The Marquis de LaFayette, a wealthy French idealist, joined the Revolution at the age of nineteen. He provided his own transportation, his own uniform, his own weapons and insisted he be allowed to serve "at my own expense...(and) to serve first as a volunteer." From LaFayette, the altruistic center of her book, Vowell expands her scope to tell the stories of many other patriots and scoundrels involved in the Revolution. Then, as now, people did not appreciate his management of the war. American and foreign military officers vied to displace him. Congress would not allocate the funds needed to feed and clothe his army. And the war often went poorly.
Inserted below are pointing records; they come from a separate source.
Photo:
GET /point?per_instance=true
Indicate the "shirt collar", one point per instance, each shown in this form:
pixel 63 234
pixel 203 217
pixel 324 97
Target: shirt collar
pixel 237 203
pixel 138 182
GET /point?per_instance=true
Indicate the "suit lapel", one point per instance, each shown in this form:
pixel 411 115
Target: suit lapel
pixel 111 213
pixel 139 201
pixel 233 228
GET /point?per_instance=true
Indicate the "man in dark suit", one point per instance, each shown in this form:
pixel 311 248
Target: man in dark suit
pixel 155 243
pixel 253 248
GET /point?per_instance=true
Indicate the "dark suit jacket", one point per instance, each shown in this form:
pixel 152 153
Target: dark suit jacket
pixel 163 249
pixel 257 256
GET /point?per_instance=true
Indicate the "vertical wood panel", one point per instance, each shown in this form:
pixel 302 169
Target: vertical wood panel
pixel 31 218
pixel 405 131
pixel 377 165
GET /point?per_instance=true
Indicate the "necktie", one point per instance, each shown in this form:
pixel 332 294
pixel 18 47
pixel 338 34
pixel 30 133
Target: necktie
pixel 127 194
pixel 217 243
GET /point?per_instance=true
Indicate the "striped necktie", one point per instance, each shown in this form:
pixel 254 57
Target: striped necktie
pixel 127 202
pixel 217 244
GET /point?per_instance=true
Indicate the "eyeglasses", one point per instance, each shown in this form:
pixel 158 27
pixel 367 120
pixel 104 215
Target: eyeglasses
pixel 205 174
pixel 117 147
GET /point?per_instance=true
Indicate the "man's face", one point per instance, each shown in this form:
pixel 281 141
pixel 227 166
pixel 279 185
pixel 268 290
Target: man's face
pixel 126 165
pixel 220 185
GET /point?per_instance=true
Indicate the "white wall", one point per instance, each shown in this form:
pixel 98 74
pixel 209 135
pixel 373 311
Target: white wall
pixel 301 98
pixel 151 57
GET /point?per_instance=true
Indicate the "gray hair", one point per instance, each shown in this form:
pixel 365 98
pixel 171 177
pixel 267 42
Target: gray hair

But LaFayette remained loyal to Washington as did other generals, including Nathanael Green and the self-educated artillery general, Henry Knox. We are all aware that the Continentals prevailed, but after reading this book, we will know how this was achieved and how close they came to failing.

After America won its independence, LaFayette returned to France and became embroiled in the French Revolution. He survived and, in 1824, at the invitation of President James Monroe, returned to the United States for a celebratory year-long tour of the the then twenty-four states. Everywhere he went, enormous crowds turned out to see and honor the last surviving general of the Revolution. Two thirds of the population of New York City was the port to welcome him. Throughout her book, Vowell points out that then, as now, our country was only "Somewhat" united. Factions, regions, and political parties divided a people who could only agree that they loved LaFayette. 1824 was even the year of one of the most contentious presidential elections in American history, resulting in the choice of John Quincy Adams as an unpopular compromise. Now, nearly two hundred years later, We the People are still citizens of a somewhat United States as our televisions bring another hotly contested presidential campaign into our homes.

LaFayette In the Somewhat United States by Sarah Vowell is an unusual American history book as it is both amusing and informative.